The All-In crew hosts Keith Rabois for a wide-ranging discussion spanning his return to Khosla Ventures, the Trump administration’s emerging economic team, and the role of real business operators in government. They dive deep into Google’s new Willow quantum chip, its implications for cryptography and crypto, and contrast Google’s long-horizon R&D with Apple’s increasingly chaotic product execution and AI strategy. The panel debates the national security, reciprocity, and data-privacy stakes around TikTok as a January divest-or-ban deadline looms, and explores how tariffs, immigration policy, and industrial strategy may reshape the U.S. economy under a new Republican administration.
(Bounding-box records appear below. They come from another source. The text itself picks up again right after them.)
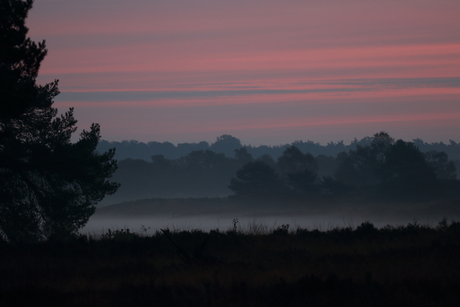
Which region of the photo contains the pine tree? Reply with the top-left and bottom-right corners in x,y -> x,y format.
0,0 -> 118,242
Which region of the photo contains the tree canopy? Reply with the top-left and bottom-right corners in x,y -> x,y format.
0,0 -> 118,242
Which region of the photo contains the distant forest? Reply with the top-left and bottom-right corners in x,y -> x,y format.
97,134 -> 460,161
98,132 -> 460,205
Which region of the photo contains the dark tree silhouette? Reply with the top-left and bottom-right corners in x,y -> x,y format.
0,0 -> 118,242
209,134 -> 241,158
382,140 -> 438,197
276,146 -> 318,194
229,161 -> 286,200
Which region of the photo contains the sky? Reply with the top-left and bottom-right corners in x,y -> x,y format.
26,0 -> 460,145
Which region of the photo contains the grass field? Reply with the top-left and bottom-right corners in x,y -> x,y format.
0,219 -> 460,306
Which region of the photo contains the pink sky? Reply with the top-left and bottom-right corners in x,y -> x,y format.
27,0 -> 460,145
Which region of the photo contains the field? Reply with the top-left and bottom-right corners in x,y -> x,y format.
0,215 -> 460,307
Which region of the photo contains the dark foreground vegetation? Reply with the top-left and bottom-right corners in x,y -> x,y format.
0,220 -> 460,307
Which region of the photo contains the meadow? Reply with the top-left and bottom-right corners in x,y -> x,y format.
0,219 -> 460,307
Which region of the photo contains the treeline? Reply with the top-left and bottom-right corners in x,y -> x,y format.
98,134 -> 460,161
101,132 -> 460,204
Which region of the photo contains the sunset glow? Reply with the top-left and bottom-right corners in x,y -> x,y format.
27,0 -> 460,145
They close with the state of venture capital, why Stripe hasn’t gone public, crypto’s speculation-heavy use case, and how public markets and M&A are slowly reopening post-2021 bubble.
For Friedberg and Chamath: given the Willow chip’s current error rates and architectural constraints, what concrete milestones (qubit count, error thresholds, interconnect advances) should CISOs and protocol designers watch to time a serious migration to post-quantum crypto?
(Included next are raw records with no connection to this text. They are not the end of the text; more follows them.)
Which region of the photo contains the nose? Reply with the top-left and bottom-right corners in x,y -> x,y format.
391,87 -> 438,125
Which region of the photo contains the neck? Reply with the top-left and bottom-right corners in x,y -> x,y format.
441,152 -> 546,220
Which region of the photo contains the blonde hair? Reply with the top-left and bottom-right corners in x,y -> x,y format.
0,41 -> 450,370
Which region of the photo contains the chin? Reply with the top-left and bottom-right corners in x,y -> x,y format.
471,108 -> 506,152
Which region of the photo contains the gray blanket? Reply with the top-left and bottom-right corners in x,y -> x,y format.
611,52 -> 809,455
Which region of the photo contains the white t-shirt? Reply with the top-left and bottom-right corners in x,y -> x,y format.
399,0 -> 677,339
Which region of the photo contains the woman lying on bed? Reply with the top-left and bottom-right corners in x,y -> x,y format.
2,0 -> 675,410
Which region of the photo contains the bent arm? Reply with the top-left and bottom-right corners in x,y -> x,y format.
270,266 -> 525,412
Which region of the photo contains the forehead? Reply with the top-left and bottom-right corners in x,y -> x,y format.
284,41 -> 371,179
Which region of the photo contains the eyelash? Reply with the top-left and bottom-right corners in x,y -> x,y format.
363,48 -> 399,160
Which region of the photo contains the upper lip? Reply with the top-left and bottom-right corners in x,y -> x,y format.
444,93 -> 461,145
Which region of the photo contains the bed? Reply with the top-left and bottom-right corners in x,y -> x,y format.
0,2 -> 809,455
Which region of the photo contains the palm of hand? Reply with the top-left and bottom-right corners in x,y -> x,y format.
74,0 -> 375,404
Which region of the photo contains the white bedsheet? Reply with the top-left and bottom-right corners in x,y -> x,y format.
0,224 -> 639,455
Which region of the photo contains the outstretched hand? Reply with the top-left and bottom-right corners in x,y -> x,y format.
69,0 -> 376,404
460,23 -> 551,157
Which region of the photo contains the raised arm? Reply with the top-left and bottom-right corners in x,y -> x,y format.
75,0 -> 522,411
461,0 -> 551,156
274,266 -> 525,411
Keith, you were blunt that Apple has lost its ‘taste’ without adopting data-driven UX scaffolding—if you were advising Tim Cook, what organizational changes or metrics framework would you implement in the next 12 months to reverse the iOS quality slide?
On TikTok, you pointed to classified briefings that triggered overwhelming bipartisan votes—short of revealing secrets, what verifiable public indicators (e.g., code audits, data-access logs, CCP governance rights) would you consider sufficient to *not* treat TikTok as a national-security threat?
Rabois compared Bitcoin’s network to Facebook’s social graph; if you had to fund one startup today that uses Bitcoin or another major chain for non-speculative utility, what exact problem space (e.g., cross-border settlement, identity, machine-to-machine payments) do you think has the best odds of break-out success over the next five years?